Ekonominin 2 numaralı büyüme yoluna geçmesine neden olan bir politika değişikliği ise 1 ve 2 numaralı büyüme eğrilerinin eğimleri ve dolayısıyla temsil ettikleri büyüme oranı aynı olduğundan sadece çıktı düzeyini değiştirmektedir. Örneğin çalışan annelere çocuk bakımı desteği getiren bir politika değişikliğiyle birlikte iş gücüne katılım arttıkça çıktı düzeyi artacak ve bir noktada katılım süreci tamamlanacaktır. Büyüme oranında ise bir değişiklik olmayacaktır.

Şekil 2’de 3 numaralı büyüme yolunun eğimi ve temsil ettiği büyüme oranı 1 numaralı büyüme yoluna göre daha büyük olduğundan, ekonominin 3 numaralı büyüme yoluna geçmesini sağlayan bir politika değişikliği ise büyüme oranını arttıracaktır. Yatırımları arttıracak şekilde yıpranma payının muhasebeleştirilme kuralında bir değişiklik olması halinde örneğin yatırım oranı artacak ve buna bağlı olarak sermaye birikimi hızlanacak ve büyüme oranı artacaktır.
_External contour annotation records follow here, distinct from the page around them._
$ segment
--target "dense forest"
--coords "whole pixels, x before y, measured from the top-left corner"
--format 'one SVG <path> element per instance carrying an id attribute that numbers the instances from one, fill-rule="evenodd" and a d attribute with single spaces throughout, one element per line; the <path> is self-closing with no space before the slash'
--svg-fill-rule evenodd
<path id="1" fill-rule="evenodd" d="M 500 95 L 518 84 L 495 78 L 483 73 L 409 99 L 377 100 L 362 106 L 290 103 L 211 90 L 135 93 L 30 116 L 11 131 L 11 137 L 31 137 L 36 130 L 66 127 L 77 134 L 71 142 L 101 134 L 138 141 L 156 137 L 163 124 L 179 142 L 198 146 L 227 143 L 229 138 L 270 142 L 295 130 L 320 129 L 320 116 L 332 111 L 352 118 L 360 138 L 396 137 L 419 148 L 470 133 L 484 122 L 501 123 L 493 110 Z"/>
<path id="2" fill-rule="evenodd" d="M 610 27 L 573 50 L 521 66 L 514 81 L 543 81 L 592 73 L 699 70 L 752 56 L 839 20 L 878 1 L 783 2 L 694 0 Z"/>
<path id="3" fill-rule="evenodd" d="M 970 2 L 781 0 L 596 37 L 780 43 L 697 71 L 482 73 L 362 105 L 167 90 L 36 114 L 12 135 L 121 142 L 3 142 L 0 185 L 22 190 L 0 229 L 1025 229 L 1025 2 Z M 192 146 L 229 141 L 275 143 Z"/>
Buraya kadar vergilerin uzun dönemde kişi başı GSYH etkilerine değinilmiştir. Bu etkiler vergilerin üretim faktörlerine ilişkin kararları bozup, bozmamasına göre, bir başka ifadeyle vergilerin ekonominin arz yönündeki etkilerine göre ortaya çıkmaktadır. Bununla birlikte kısa dönemde ise maliye politikası araçları kullanılarak toplam talepteki dalgalanmalar ve buna bağlı olarak ekonomideki dalgalanmalar da azaltılabilmektedir (Blanchard ve Fischer, 1993, s. 583). Ekonominin durgun olduğu dönemlerde kamu harcamaları ve vergiler olmak üzere iki yolla denge gelir düzeyi üzerinde etki oluşturulabilmektedir (Dornbusch ve Fischer, 1993, s.69). Bu çerçevede diğer şeyler

(21)

sabitken vergilerin azaltılması sonucunda harcanabilir gelir artar, buna bağlı olarak tüketim artar, talep artar ve sonuç olarak ekonomide çıktı artar (Blanchard, 2017, s. 47, 50, 52, 94). Özetle resesyon döneminde genişletici maliye politikası çerçevesinde vergilerin azaltılması halinde reel GSYH artar, yüksek enflasyon dönemlerinde daraltıcı maliye politikası çerçevesinde vergilerin arttırılması halinde ise reel GSYH azalır (Hubbard ve O’Brien, 2017).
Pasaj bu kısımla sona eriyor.